Project Work 3: Due
Each group needs to email me code (and a binary that runs on XP if applicable), that takes the three data sets that Platt used and generates the learning and test sets.
First, you will need to download the datasets:
1. The Adult training and testing data you can get at:
Training adult data
testing set for the adult data
2. The Web data you can get from:
training web data
testing set for the web
data set
Check out
the readme files to determine format of data.
3. The Reuters data can be download it from:
http://kdd.ics.uci.edu/databases/reuters21578/reuters21578.html
You will need to do some serious parsing to get at this data. Pointers to public parsers are available at:
http://xml.coverpages.org/publicSW.html#parsers
If you can’t parse this data, then extract the Reuters data from:
http://download.joachims.org/svm_light/examples/example1.tar.gz
The description can is found in: http://svmlight.joachims.org/
“Documents are represented as feature vectors.

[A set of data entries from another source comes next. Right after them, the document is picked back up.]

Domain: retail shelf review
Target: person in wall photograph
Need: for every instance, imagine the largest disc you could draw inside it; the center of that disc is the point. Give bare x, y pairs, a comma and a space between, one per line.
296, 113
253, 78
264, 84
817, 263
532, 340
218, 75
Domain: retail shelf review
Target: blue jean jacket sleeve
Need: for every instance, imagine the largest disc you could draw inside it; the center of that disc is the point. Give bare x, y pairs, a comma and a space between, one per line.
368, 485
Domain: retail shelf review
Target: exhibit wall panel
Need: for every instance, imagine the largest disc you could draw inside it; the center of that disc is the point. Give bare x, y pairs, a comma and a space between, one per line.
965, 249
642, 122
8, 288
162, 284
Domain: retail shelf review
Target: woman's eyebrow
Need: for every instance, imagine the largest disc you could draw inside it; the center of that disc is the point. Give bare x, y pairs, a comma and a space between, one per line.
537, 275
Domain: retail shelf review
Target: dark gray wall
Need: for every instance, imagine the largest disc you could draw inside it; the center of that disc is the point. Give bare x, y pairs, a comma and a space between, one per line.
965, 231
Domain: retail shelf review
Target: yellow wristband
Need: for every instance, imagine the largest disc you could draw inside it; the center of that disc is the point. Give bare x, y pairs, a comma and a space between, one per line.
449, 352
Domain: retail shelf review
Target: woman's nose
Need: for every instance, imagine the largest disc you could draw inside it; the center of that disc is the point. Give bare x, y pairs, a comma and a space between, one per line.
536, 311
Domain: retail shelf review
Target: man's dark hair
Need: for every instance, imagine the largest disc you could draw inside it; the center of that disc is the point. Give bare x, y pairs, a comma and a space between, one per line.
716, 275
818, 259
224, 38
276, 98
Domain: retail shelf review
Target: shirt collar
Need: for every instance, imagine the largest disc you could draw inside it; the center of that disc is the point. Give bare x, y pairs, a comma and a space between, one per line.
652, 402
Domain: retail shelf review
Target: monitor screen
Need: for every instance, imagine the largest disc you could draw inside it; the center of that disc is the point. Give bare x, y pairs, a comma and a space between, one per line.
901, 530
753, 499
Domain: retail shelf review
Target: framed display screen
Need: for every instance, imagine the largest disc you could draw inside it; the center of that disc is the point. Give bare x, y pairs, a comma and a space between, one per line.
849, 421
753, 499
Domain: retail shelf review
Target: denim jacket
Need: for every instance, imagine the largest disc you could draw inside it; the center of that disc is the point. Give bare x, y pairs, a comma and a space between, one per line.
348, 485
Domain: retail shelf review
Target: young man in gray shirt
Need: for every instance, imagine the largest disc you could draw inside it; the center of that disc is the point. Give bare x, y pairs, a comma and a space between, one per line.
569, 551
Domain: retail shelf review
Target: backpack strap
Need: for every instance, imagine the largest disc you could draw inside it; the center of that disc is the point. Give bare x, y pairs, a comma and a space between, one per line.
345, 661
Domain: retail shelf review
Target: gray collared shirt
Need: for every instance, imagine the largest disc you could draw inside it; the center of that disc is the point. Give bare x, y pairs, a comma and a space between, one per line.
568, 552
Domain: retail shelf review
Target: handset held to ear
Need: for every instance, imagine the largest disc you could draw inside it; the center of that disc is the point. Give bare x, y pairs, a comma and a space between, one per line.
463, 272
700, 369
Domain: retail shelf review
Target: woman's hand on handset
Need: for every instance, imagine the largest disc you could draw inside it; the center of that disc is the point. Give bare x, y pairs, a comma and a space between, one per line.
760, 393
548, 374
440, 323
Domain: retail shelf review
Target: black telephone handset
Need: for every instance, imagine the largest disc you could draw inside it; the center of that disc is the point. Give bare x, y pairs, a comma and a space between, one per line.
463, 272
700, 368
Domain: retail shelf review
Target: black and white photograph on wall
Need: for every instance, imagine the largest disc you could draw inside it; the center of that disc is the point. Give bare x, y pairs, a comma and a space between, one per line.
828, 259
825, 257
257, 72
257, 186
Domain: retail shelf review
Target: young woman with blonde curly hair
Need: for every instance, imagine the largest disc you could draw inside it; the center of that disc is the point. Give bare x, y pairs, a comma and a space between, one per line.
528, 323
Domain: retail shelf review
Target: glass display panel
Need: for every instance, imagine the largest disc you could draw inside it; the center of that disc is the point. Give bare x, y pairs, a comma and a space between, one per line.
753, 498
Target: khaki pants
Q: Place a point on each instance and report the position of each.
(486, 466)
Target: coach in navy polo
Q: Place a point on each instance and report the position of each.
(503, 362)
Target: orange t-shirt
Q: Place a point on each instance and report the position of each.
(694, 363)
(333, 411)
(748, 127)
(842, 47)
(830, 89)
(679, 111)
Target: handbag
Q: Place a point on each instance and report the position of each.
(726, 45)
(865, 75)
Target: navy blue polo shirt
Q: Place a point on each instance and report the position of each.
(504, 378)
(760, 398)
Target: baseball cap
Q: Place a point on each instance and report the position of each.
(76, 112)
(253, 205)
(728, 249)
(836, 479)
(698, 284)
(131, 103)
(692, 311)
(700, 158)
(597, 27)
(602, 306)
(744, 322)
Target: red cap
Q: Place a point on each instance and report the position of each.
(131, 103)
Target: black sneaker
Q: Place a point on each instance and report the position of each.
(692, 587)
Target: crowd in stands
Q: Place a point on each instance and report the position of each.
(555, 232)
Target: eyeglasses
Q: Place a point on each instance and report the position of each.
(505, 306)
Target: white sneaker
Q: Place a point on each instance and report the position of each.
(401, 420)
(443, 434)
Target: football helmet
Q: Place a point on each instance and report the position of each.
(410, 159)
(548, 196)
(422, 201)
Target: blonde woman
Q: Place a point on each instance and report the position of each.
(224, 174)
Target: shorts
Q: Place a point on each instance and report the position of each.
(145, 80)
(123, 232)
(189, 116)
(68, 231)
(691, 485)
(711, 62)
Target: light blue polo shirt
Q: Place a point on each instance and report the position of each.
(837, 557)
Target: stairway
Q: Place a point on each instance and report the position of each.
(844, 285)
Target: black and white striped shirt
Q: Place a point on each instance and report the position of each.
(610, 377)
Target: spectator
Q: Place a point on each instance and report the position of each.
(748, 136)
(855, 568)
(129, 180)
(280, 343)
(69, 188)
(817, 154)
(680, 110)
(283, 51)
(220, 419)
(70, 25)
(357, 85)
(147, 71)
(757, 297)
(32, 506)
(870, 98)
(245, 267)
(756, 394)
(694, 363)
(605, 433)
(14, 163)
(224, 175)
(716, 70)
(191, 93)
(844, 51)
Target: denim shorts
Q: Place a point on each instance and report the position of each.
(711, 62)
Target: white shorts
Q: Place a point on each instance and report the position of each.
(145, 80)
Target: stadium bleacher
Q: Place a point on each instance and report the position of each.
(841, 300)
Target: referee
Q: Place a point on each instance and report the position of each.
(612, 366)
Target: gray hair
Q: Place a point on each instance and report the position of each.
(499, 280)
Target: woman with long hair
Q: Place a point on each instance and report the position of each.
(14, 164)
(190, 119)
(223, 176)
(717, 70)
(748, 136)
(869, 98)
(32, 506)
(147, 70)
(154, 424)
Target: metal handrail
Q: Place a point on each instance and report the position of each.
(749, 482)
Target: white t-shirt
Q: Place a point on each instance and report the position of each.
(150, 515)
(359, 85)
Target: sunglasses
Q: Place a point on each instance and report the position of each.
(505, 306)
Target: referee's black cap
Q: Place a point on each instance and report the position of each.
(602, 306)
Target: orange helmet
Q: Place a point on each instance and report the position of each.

Each feature corresponds to a word stem (9947 features). The task is to learn
which Reuters articles are about
"corporate acquisitions". There are 1000 positive and 1000 negative
examples in the file train.dat. The file test.dat contains 600 test
examples. The feature numbers correspond to the line numbers in the file words”
The code you will write will generate training and test TEXT file that have the following format: Each row contains a training example of the as follows:
C x1 x2 x3 …. xd
Were C is the class, and x1,…,xd are the d features (or inputs).